There will be t-shirts, which reminds me that making the design was supposed to be at the top of my list today. I needed some time off. It's just as important to do this, to my mind. This will be a super busy week, and I wouldn't want to miss writing about it. And now, because you read to the end, I will show you a preview of my piece. It doesn't look as good on my back porch as it will in the gallery, but I like it. Kind of simple for a change.
It's big, about 30 inches across and half as high. I don't know if I'll do anything more to it or not. I made a lot of Jell-O, so I'm a little tired of it, and I still have to make the Tacky Food at the end of next week if I have time. Guess we'll see. So if you don't hear much from me, come to the show, as you will have to see things in person for yourself. I know if you are one of my Saturday Market family and friends, you can't come, and of course my heart is broken because I can't sell on Opening Day, but we'll be together the second week of April and that will have to do. We have the whole year. Jell-O is only now, and then it's gone. Except for the museum, of course.

Sunday, March 6, 2016

Wavy Waves

As exploration for my own interpretation of Jell-O Waves I decided to go with seeing what it did in liquid form. I poured out my usual recipe of aqua and green gelatin on big tub lids, the ones that are 4 ft. or even 5 ft. long. (I have a lot of plastic tubs on hand.) After I poured it on, I moved the lid around to let the gelatin flow as it cooled, seeing if I could get some permanent folds and ripples and other liquid forms in the dried form.

It has worked really well, so I made quite a few in several watery shades, and my plan is to glue them together and make a big wave, hopefully cresting or breaking in a fairly realistic way. For now I just have the shapes as they dried, but I plan to wet some of them in places to curve them or nestle them so the colors will add up to new colors as the pieces meld.

Hard to photograph, hard to imagine, but easy to do.
The one shown is about four feet long and is now an element in a different sculpture, but you can see how they look after pouring out several layers of gelatin. The thickness determines the color and that is interesting as well.

When they have dried enough for the edges to lift off, about eight hours or so, I peel them off carefully and flip the pieces over onto a series of glass jugs laid on their sides, or in other words, an undulating glass surface. That lets the wave pieces dip and swell and get out of a flat plane. The results of that part have been very satisfying. The edges curl and scallop themselves much like the leaf and flower pieces do, but on a bigger scale. A couple of the pieces will make super elegant wave hats, perhaps.

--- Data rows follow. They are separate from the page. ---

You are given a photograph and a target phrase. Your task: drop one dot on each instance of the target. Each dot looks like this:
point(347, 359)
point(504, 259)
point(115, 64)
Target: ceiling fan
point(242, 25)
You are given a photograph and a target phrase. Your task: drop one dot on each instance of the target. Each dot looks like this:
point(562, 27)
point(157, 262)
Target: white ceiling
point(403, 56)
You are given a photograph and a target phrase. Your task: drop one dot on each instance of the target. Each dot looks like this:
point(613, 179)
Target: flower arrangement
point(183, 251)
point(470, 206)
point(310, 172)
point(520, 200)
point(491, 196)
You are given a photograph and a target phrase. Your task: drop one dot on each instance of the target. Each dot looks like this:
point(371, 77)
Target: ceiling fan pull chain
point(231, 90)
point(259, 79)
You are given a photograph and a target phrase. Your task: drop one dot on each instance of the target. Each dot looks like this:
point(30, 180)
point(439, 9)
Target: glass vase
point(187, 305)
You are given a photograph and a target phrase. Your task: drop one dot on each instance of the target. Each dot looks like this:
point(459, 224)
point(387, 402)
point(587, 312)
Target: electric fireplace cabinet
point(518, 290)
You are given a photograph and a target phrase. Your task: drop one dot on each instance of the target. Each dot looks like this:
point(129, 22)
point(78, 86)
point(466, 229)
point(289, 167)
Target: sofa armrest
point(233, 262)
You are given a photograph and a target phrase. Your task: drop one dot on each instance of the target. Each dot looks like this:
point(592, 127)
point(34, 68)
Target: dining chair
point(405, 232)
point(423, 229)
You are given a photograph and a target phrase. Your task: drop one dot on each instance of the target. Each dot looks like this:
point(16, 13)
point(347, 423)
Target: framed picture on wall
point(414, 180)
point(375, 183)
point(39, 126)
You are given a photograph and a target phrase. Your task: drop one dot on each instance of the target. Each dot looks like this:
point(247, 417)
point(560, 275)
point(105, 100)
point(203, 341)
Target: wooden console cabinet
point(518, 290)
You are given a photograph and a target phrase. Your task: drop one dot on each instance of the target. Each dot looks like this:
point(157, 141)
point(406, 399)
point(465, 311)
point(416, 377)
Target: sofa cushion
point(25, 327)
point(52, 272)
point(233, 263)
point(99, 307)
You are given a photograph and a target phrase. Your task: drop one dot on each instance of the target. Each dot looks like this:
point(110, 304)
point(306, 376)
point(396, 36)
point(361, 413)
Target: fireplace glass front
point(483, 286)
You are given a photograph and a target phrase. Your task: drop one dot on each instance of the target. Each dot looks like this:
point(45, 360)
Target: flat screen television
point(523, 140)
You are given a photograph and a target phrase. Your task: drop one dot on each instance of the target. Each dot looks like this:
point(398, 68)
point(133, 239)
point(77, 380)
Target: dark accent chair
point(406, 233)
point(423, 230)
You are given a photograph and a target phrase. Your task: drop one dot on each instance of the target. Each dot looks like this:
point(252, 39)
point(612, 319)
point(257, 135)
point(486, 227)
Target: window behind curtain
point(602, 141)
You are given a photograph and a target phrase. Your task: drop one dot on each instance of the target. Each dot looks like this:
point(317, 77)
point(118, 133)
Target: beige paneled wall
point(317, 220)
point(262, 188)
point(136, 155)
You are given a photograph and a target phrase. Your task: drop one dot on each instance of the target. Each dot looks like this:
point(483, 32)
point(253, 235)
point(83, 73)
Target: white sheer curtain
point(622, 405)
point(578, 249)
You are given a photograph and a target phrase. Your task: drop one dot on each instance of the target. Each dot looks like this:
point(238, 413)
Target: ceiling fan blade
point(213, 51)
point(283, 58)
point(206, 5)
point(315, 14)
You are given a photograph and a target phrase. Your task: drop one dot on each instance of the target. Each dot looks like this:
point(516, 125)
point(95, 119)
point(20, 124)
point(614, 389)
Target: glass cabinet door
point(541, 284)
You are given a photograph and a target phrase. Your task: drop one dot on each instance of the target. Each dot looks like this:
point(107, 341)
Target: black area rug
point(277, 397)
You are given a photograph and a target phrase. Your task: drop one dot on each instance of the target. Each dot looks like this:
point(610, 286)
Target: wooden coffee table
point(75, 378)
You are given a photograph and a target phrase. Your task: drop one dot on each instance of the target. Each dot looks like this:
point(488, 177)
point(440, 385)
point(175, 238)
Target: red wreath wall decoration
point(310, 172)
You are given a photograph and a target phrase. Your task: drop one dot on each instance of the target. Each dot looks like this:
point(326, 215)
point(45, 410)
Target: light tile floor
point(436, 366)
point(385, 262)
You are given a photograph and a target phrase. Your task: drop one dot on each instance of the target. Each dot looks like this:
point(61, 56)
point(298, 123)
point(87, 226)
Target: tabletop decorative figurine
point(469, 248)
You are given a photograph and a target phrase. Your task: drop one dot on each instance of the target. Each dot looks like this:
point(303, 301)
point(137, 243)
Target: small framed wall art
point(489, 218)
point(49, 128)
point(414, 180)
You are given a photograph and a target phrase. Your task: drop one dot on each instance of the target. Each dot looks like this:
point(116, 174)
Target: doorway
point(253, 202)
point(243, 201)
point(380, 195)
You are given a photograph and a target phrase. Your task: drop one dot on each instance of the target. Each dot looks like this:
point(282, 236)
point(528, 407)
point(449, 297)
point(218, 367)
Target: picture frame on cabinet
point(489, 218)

Next I have to come up with a t-shirt design concept. I found the lettering I want to use, but the graphic is still elusive. I like to let my visual mind ruminate over the course of a few weeks to see what I run into, think about, or decide works for me in the format I want to use. I prefer to make handmade art for the shirts, and do it the old-school way of taking a drawing to screens to prints with nothing more than a copy machine and my skills. It sounds hard but I've done it so many times it's more fun than work. I'm trying to hold onto that attitude as much as possible with the Jell-O Art Show. Make some fun!